Edited

Do you see a neo-cold war looming?

  • Yes

    Votes: 0 0.0%
  • No

    Votes: 0 0.0%

  • Total voters
    0

Glad_its_all_over

ADC
Book Reviewer
#4
New Cold War my arse. With oil heading south of $100 a barrel and getting ever closer to the Russian pain point of $72 a barrel, the Russian Stock Exchange closed after at least £35Bn foreign investment fled the country after Georgia, even with a $100Bn defence budget, the Russians will be lucky to maintain the very poor capability they still possess.
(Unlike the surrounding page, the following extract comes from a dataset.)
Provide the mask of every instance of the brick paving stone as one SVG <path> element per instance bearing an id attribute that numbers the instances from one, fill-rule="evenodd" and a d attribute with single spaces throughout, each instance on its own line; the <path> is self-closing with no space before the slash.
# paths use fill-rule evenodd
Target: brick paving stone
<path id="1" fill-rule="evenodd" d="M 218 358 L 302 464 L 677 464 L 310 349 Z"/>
On the other hand, we shouldn't underestimate just how misunderstood and unjustly villifed they're feeling - they've just successfully defended their passport holders in South Ossetia from genocidal Georgian aggression and have served the cause of peace by disarming the dangerously out of control Georgian armed forces, have withdrawn, ahead of schedule, to the buffer zone they agreed with Saakashvili and we're bumping our gums about a new Cold War.
 
#5
Dontdreamit said:
I am aware of the other threads... but surely we should be adding the analysis around the Arrse bird table - let's get amongst it!

ARRC versus 2 CAAC etc etc...

Insert opintel jokes as req.
I believe the CAAC of choice is 7. I'll get my coat.............
 
#7
While I'm in a ranting mood, I know we now call Combat Int 'Operational Intelligence' but why the fuck is this being shortened to OPINTEL? Surely the correct abbreviation for Operational Intelligence is Op Int?
 
#8
Op_Int_and_Spy said:
Sure the correct abbreviation for Operational Intelligence is Op Int?
I find that JWP2-00, written in the main by an Army officer, is quite helpful in providing a doctrinally correct definition of OPINTEL.
 
#11
You seem to need to be reminded about a number of things, these days.
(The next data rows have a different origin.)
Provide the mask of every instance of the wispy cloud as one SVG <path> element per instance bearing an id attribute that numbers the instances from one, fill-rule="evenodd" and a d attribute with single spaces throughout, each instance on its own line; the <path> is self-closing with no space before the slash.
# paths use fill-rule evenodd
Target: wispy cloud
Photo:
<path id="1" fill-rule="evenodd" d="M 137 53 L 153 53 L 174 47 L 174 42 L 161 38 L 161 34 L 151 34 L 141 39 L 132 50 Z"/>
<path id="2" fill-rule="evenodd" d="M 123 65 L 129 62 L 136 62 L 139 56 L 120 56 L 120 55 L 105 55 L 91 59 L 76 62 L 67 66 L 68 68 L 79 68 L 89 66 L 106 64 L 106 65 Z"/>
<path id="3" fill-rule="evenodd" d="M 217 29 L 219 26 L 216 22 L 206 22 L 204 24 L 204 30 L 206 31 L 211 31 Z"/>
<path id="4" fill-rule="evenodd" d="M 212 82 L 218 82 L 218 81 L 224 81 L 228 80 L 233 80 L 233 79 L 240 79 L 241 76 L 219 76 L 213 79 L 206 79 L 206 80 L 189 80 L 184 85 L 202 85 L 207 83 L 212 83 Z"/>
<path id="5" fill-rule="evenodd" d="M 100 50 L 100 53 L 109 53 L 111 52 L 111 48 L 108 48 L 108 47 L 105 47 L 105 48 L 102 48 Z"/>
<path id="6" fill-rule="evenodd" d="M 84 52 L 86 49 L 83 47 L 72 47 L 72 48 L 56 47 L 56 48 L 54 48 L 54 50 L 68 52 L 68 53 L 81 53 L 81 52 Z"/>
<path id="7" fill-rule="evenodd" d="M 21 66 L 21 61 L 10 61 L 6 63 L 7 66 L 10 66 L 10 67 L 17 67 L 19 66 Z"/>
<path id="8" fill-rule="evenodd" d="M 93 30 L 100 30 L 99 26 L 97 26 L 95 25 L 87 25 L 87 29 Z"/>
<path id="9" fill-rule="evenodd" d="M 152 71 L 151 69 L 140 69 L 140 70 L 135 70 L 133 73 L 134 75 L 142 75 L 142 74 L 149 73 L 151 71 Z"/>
Fortunately, I was able to remind you where to look, we have only been using the term for 8 years now. It's obvious that you have forgotten more than I could ever hope to know.

Do you need any help working out which is the "old pattern" stable belt. At least the RAF, being less susceptible to the whims of fashion, only has one style to remember.

Last edited by forgetful Adastra on 28 Sept 2008, edited 149 times in total.
 
#12
Op_Int_and_Spy said:
adastra said:
Op_Int_and_Spy said:
Sure the correct abbreviation for Operational Intelligence is Op Int?
I find that JWP2-00, written in the main by an Army officer, is quite helpful in providing a doctrinally correct definition of OPINTEL.
Remind me again, what the fuck would you know about it?
Op Int, ignore him, he is way above the likes of you and me. We don't even feature on his radar when it comes to answering PM's. You'd at least think he would have the courage of his convictions when asked to explain him/herself!

As for your point about Opintel. A fair one. It was probably conjured up by some non G2 officer who probably refers to recce as recon also. :wink:
 
#18
Revamping GENFORCE sounds like a quality plan. Judging by the tat that Ivan assembled for the Georgia job, we can bin off all those T-90s, 9P151s and BMP-3s we're so keen on pretending exist.
 
#19
Aren't we missing the point ? Back in the day there was no such thing as GENFOR, when we wanted en orbats for high intensity warfare we used the real world orbats from the most likely candidate - namely the Red Army.

When the Soviet Union imploded we needed something to stick on a map and GENFOR was born. Of course in those days it was a clone of the Red Army Div centred force. As things moved on ann countries moved towards Western Bde orbats we invented GENFOR Mobile, which as the wheels turned some more turned into GENFOR and the original GENFOR disappeared from view.

So (and I admit I've taken a while to get to the point) if we want to plan for fighting the Russians again ... let's just use Russian ORBATS. Then we re-introduce the real world complexity and nuances that make the difference between average and good training.